• Biopsy-proven non-hematopoietic malignancy, except for small cell lung cancer, germ cell cancer, or unknown primary tumor.

• Radiographic evidence by MRI (or by CT scan with CT contrast if ineligible or intolerant of MRI) of brain metastasis. (If patient is unable to tolerate MRI contrast, an MRI without contrast is acceptable if lesions are visible)

• All brain metastases must be outside the brain stem (midbrain, pons and medulla).

• Patient must have 10 or less brain metastases.

• The maximum diameter of any lesion must be less than or equal to 3.0 cm.

• Previous treatment with surgery, radiation, chemotherapy, immunotherapy or any targeted agents are allowed provided that:

‣ Radiation was not to the brain.

⁃ Surgery to the brain was \> 7 days prior to SRS and there remains at least one additional brain metastasis that can be targeted with SRS

• Age ≥ 18 years.

• ECOG Performance Score of 2 or better/Karnofsky Performance Status score of 50-60 or better.

• All men, as well as women of child-bearing potential must agree to use adequate contraception (hormonal or barrier method of birth control; abstinence) prior to study entry and for the duration of study participation. Should a woman become pregnant or suspect she is pregnant while participating in this study, she should inform her treating physician immediately.
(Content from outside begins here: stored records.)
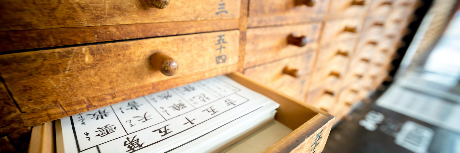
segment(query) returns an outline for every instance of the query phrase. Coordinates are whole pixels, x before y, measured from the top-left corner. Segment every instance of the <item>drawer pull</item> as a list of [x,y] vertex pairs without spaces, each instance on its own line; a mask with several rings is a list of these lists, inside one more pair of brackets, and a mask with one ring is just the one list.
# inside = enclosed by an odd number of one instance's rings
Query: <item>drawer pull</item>
[[155,52],[152,55],[150,61],[152,66],[160,70],[165,75],[174,75],[179,69],[179,65],[176,60],[161,52]]
[[337,54],[343,55],[345,57],[348,56],[348,51],[342,51],[341,50],[339,50],[337,51]]
[[370,40],[368,43],[369,43],[369,44],[372,44],[374,45],[377,45],[377,41],[375,40]]
[[141,3],[146,6],[159,9],[166,8],[169,5],[170,0],[140,0]]
[[340,78],[340,74],[339,73],[337,73],[334,71],[331,72],[331,73],[329,74],[329,75],[334,76],[339,78]]
[[334,96],[334,92],[331,91],[324,91],[324,94],[331,96]]
[[391,5],[391,4],[393,4],[393,3],[392,3],[391,1],[384,1],[383,3],[382,3],[382,6],[385,5]]
[[298,6],[305,5],[307,6],[313,6],[316,3],[316,0],[297,0],[296,4]]
[[304,36],[296,37],[293,34],[288,36],[288,44],[299,47],[303,47],[307,45],[308,42],[308,38]]
[[365,58],[363,58],[361,59],[361,61],[364,61],[364,62],[369,62],[371,61],[368,59]]
[[345,27],[345,28],[344,29],[344,31],[346,32],[349,32],[352,33],[356,33],[356,27]]
[[385,25],[385,24],[383,23],[381,23],[380,22],[376,22],[375,23],[374,23],[374,25],[376,25],[377,26],[383,26],[384,25]]
[[364,0],[353,0],[351,2],[351,5],[355,6],[363,6],[366,4],[366,1]]
[[292,68],[287,66],[283,69],[283,74],[297,78],[300,76],[300,74],[302,74],[302,71],[299,70],[297,68]]

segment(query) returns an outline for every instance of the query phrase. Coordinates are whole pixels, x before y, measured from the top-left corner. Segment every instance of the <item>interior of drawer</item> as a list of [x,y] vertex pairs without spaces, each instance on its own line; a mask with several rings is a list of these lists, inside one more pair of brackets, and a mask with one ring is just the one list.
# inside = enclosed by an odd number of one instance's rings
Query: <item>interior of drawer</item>
[[[286,128],[293,130],[275,144],[266,144],[267,146],[264,147],[268,148],[265,152],[306,152],[313,150],[320,152],[322,150],[334,120],[333,116],[255,83],[240,73],[232,73],[227,74],[227,76],[278,103],[280,107],[276,109],[276,122],[271,123],[272,126],[278,123],[276,126],[278,128],[276,129],[281,129],[281,127],[284,128],[284,131],[289,130]],[[282,125],[280,125],[279,123]],[[53,152],[56,145],[49,143],[54,142],[55,139],[53,126],[52,122],[34,126],[29,150]],[[284,126],[286,127],[283,128]],[[273,127],[265,127],[258,132],[273,129]],[[253,135],[249,138],[258,137]],[[264,138],[264,137],[258,137]]]

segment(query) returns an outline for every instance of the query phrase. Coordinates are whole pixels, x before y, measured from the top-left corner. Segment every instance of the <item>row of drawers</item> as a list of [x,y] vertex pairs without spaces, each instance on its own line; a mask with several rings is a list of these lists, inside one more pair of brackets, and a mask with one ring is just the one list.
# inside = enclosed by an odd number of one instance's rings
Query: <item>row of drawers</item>
[[[8,7],[2,7],[0,17],[0,45],[4,46],[0,51],[236,29],[242,15],[249,28],[298,24],[326,16],[362,16],[371,5],[380,8],[415,1],[316,0],[310,5],[310,0],[187,0],[171,1],[161,9],[142,3],[149,0],[2,1],[0,6]],[[242,14],[242,10],[246,11]]]

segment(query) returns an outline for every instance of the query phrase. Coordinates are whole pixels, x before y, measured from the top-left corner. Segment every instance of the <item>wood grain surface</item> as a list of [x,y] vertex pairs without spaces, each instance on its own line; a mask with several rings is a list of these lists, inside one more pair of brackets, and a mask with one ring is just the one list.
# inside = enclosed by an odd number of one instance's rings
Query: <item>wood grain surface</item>
[[[247,30],[244,58],[245,68],[307,51],[316,51],[322,24],[319,23],[282,27],[250,28]],[[288,36],[295,34],[307,37],[307,45],[290,45]]]
[[252,0],[248,27],[324,20],[330,0],[316,0],[313,6],[296,5],[295,0]]
[[228,0],[174,0],[162,9],[139,0],[2,0],[0,31],[236,19],[240,6]]
[[[228,31],[5,54],[0,73],[23,112],[47,107],[58,111],[60,104],[130,89],[150,86],[138,91],[154,92],[149,90],[157,81],[219,68],[230,72],[236,68],[238,34]],[[221,53],[216,44],[223,35]],[[155,69],[150,58],[159,51],[181,63],[182,71],[167,77]]]
[[0,31],[0,51],[236,29],[237,19]]

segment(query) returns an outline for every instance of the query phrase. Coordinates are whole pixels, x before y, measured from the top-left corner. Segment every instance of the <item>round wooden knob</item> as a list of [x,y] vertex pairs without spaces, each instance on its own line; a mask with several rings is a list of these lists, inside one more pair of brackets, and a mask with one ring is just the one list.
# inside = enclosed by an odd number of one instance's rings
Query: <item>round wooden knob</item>
[[170,0],[140,0],[143,5],[159,9],[166,8],[169,5]]
[[384,23],[382,22],[377,22],[374,23],[374,25],[377,26],[383,26],[384,25],[385,25],[385,23]]
[[152,55],[150,62],[153,67],[159,70],[166,76],[172,76],[179,69],[179,64],[175,60],[161,52]]
[[384,1],[383,3],[382,3],[382,6],[383,5],[390,5],[391,6],[391,4],[393,4],[393,2],[391,2],[391,1]]
[[283,73],[297,78],[300,76],[302,71],[296,68],[292,68],[289,67],[286,67],[283,69]]
[[324,91],[324,94],[331,96],[334,96],[334,92],[331,91]]
[[349,32],[351,33],[356,33],[356,27],[345,27],[345,28],[344,29],[344,31],[346,32]]
[[366,4],[366,1],[364,0],[354,0],[351,2],[351,5],[355,6],[363,6]]
[[297,0],[297,5],[305,5],[307,6],[313,6],[316,3],[316,0]]
[[331,76],[335,76],[335,77],[339,78],[340,78],[340,73],[339,72],[334,72],[334,71],[331,72],[331,73],[329,74],[329,75]]
[[304,36],[297,37],[294,34],[288,36],[288,44],[294,45],[299,47],[303,47],[307,45],[308,42],[308,38]]
[[337,54],[347,57],[348,56],[348,51],[342,51],[342,50],[339,50],[339,51],[337,51]]

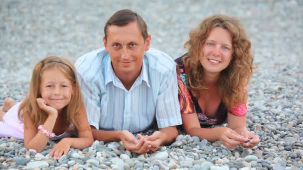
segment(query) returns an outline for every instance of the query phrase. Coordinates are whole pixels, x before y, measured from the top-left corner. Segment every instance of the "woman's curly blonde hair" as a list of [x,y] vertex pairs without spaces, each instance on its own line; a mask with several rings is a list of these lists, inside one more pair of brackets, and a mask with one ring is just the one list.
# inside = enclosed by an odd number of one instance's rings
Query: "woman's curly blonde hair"
[[221,71],[218,82],[223,101],[230,109],[236,103],[246,103],[247,94],[244,92],[245,88],[253,73],[251,43],[237,18],[217,14],[203,20],[199,27],[189,33],[189,40],[184,45],[188,53],[183,62],[188,70],[192,94],[198,98],[199,92],[207,89],[199,56],[211,30],[217,27],[228,31],[232,39],[232,60],[227,68]]

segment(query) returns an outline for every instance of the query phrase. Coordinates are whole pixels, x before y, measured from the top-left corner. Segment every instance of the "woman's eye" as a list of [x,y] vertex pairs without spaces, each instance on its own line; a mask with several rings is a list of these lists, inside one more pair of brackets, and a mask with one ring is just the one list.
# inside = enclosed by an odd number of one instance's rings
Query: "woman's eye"
[[229,48],[228,48],[227,47],[224,46],[223,47],[223,49],[224,49],[225,50],[229,50]]

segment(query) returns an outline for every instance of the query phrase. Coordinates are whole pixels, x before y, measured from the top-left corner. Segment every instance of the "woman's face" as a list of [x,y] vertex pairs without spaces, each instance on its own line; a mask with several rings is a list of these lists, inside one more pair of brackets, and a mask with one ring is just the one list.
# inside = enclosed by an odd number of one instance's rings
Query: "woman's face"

• A female of child-bearing potential is any woman (regardless of sexual orientation, marital status, having undergone a tubal ligation, or remaining celibate by choice) who meets the following criteria:

⁃ Has not undergone a hysterectomy or bilateral oophorectomy; or

⁃ Has not been naturally postmenopausal for at least 12 consecutive months (i.e., has had menses at any time in the preceding 12 consecutive months).

⁃ Ability to understand and the willingness to sign a written informed consent.